Pomagają osobom uzależnionym w Puławach już od ćwierć wieku. Puławski MONAR świętuje dziś 25-lecie działalności na tym terenie. Ośrodek wspiera nie tylko uzależnionych od narkotyków, ale także np. od alkoholu i hazardu.
Narkomania w Puławach
– Początkowo sytuacja w Puławach pod względem narkomanii przerosła nasze oczekiwania – wspomina dyrektor puławskiej poradni Iwona Sztajner. – Dziennie do naszej placówki przychodziło po 30-40 osób, które potrzebowały pomocy. Z czasem rozpoznaliśmy to środowisko, potrzeby społeczeństwa Puław i stale musieliśmy zmieniać oraz dostosowywać swoje kwalifikacje do zmieniającego się rynku. Zmienił się obraz osoby uzależnionej, a to nie znaczy, że problemu nie ma.
Wiele nowych uzależnień
– Problem jest, ale zwiększa się świadomość na temat uzależnień – mówi Leszek Iwaniak, specjalista terapii uzależnień. – Przestaliśmy zamiatać problem pod dywan. Mówimy o dopalaczach, narkotykach i odurzeniach, ale nie jest to temat popularny i nie ma się czym chwalić. Jeśli chodzi o podniesienie świadomości to wreszcie będziemy otwarcie mówić o problemie, który nas dotyczy.
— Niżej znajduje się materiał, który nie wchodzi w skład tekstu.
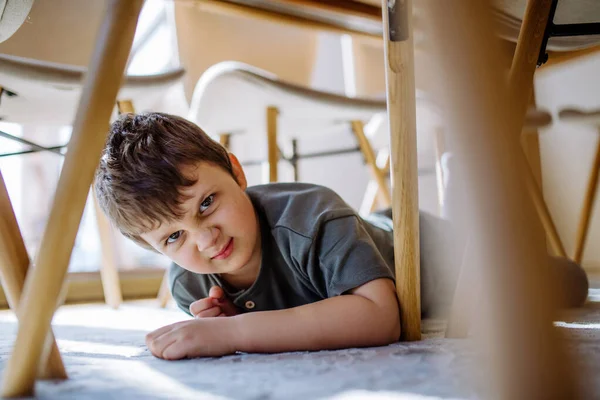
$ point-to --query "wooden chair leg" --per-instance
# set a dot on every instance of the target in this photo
(164, 294)
(125, 107)
(14, 263)
(43, 285)
(588, 206)
(521, 87)
(526, 358)
(401, 104)
(369, 155)
(272, 149)
(109, 271)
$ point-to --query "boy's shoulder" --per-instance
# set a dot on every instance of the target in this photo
(300, 207)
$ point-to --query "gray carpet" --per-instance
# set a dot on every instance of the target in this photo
(106, 358)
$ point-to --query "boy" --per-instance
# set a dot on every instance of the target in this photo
(270, 268)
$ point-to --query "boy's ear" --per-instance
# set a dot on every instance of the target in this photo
(238, 172)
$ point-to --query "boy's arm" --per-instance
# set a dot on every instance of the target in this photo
(367, 317)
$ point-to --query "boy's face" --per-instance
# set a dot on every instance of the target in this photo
(219, 233)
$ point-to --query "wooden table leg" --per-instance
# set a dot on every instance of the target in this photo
(164, 294)
(521, 347)
(109, 271)
(401, 107)
(272, 149)
(369, 155)
(521, 86)
(43, 285)
(588, 206)
(14, 263)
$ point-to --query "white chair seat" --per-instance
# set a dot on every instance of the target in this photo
(48, 93)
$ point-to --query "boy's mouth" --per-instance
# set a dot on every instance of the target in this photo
(225, 252)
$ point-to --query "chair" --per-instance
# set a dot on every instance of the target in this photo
(42, 85)
(43, 287)
(585, 117)
(219, 105)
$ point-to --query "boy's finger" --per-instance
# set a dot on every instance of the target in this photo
(210, 313)
(216, 292)
(201, 305)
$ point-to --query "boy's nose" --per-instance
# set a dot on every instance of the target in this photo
(205, 238)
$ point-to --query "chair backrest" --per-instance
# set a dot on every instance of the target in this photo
(13, 14)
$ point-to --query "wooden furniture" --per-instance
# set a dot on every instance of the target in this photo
(525, 357)
(576, 116)
(537, 30)
(41, 85)
(278, 110)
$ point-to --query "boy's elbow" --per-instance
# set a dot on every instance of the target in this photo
(392, 332)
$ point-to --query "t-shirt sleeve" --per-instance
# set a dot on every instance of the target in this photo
(347, 257)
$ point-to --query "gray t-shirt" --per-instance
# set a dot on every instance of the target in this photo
(314, 246)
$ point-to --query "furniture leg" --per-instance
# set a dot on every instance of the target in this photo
(521, 85)
(164, 295)
(272, 150)
(401, 108)
(43, 285)
(588, 206)
(526, 357)
(369, 155)
(14, 263)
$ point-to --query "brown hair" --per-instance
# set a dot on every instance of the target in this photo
(138, 180)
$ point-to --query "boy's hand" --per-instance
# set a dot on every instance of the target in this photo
(192, 338)
(215, 305)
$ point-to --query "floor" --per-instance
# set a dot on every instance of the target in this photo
(106, 358)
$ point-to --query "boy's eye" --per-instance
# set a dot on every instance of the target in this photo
(207, 202)
(173, 237)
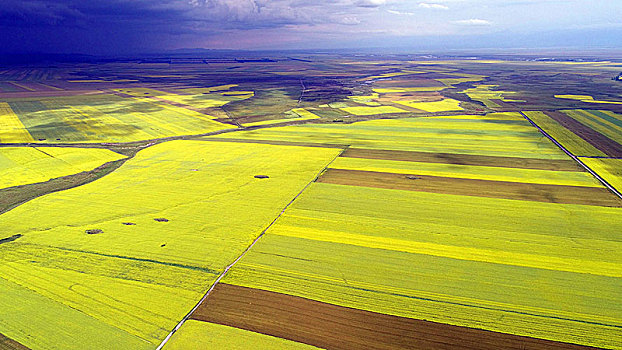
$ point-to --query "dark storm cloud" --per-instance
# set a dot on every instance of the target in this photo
(118, 26)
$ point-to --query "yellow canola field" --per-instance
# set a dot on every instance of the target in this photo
(196, 91)
(140, 276)
(586, 98)
(608, 169)
(445, 105)
(11, 128)
(575, 144)
(511, 138)
(412, 89)
(604, 122)
(197, 100)
(26, 165)
(203, 335)
(372, 110)
(468, 261)
(548, 177)
(394, 74)
(483, 94)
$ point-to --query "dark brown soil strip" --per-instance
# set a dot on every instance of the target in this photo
(336, 327)
(593, 137)
(14, 196)
(10, 344)
(470, 187)
(465, 159)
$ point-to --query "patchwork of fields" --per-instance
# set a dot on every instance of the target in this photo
(333, 203)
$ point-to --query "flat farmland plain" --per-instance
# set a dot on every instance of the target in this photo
(334, 202)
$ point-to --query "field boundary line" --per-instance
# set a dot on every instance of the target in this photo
(224, 272)
(575, 158)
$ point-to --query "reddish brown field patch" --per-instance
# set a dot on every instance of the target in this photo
(335, 327)
(464, 159)
(471, 187)
(593, 137)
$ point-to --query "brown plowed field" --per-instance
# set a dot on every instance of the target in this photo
(42, 94)
(336, 327)
(464, 159)
(593, 137)
(10, 344)
(471, 187)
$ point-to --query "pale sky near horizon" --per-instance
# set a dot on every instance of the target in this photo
(132, 26)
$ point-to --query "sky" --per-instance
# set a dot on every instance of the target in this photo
(109, 27)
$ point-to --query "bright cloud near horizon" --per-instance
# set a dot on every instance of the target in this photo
(133, 26)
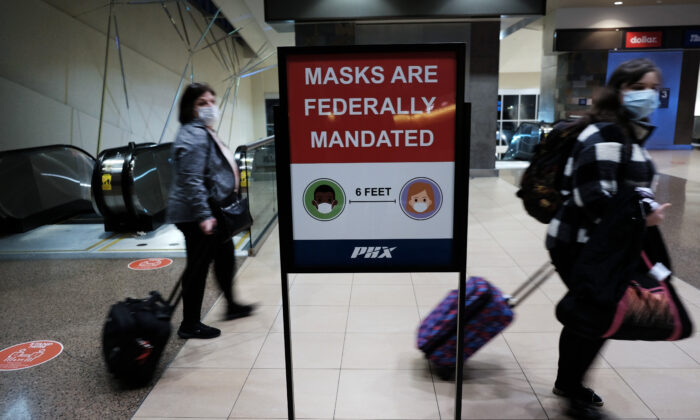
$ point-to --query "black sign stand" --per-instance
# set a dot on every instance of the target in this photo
(461, 188)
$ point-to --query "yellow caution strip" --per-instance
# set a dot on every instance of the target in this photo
(100, 242)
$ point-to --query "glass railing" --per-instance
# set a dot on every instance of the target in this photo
(43, 185)
(259, 181)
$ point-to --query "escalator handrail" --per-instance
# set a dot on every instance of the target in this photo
(255, 145)
(39, 148)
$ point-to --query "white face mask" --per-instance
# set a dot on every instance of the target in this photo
(420, 207)
(208, 114)
(641, 103)
(324, 208)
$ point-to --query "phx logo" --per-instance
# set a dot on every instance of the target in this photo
(372, 252)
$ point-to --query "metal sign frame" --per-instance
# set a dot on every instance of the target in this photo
(460, 201)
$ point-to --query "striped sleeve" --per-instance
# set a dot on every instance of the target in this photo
(594, 178)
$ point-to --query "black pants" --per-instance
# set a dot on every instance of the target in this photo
(201, 250)
(576, 352)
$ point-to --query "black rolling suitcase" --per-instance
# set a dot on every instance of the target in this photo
(135, 334)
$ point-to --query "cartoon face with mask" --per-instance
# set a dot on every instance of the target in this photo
(421, 198)
(324, 199)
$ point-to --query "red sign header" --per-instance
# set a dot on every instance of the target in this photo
(372, 107)
(643, 39)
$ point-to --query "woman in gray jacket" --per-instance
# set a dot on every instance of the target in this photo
(203, 168)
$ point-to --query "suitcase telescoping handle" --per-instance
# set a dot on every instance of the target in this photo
(175, 296)
(531, 284)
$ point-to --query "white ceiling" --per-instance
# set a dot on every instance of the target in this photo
(559, 4)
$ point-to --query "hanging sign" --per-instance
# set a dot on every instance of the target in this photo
(30, 354)
(643, 39)
(372, 154)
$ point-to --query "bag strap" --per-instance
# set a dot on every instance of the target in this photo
(647, 261)
(175, 295)
(531, 284)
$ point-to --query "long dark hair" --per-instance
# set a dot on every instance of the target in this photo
(193, 91)
(607, 105)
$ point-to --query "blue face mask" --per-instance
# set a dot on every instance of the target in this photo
(641, 103)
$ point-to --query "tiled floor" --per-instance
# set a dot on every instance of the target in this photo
(354, 353)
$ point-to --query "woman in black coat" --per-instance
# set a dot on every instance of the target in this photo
(609, 153)
(203, 168)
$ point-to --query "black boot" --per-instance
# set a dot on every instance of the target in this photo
(197, 330)
(236, 311)
(580, 393)
(579, 410)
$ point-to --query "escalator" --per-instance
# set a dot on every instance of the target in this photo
(131, 185)
(43, 185)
Problemem są także nowe używki, z którymi stykają się terapeuci. – Są dodatkowe uzależnienia – behawioralne: hazard, nowe media, a także uzależnienie od alkoholu – dodaje Iwona Sztajner. – Stale musimy być na bieżąco.
Uzależnienie krzyżowe
Obecnie wielu pacjentów ma diagnozowane uzależnienie krzyżowe. – Np. od substancji psychoaktywnych i od alkoholu albo od substancji psychoaktywnych i uzależnień behawioralnych – wyjaśnia Sztajner. – Dodatkowo dochodzi podwójna diagnoza. Wielu naszych podopiecznych przychodzi z różnymi rodzajami zaburzeń i chorób psychicznych. W latach 90. nie było takiej skali tego problemu.
Podopiecznych puławskiego MONAR-u, którzy regularnie uczęszczają na terapię jest ponad 100. Placówka poprzez liczne akcje edukacyjne, np. w szkołach, pomaga znacznie większej liczbie osób.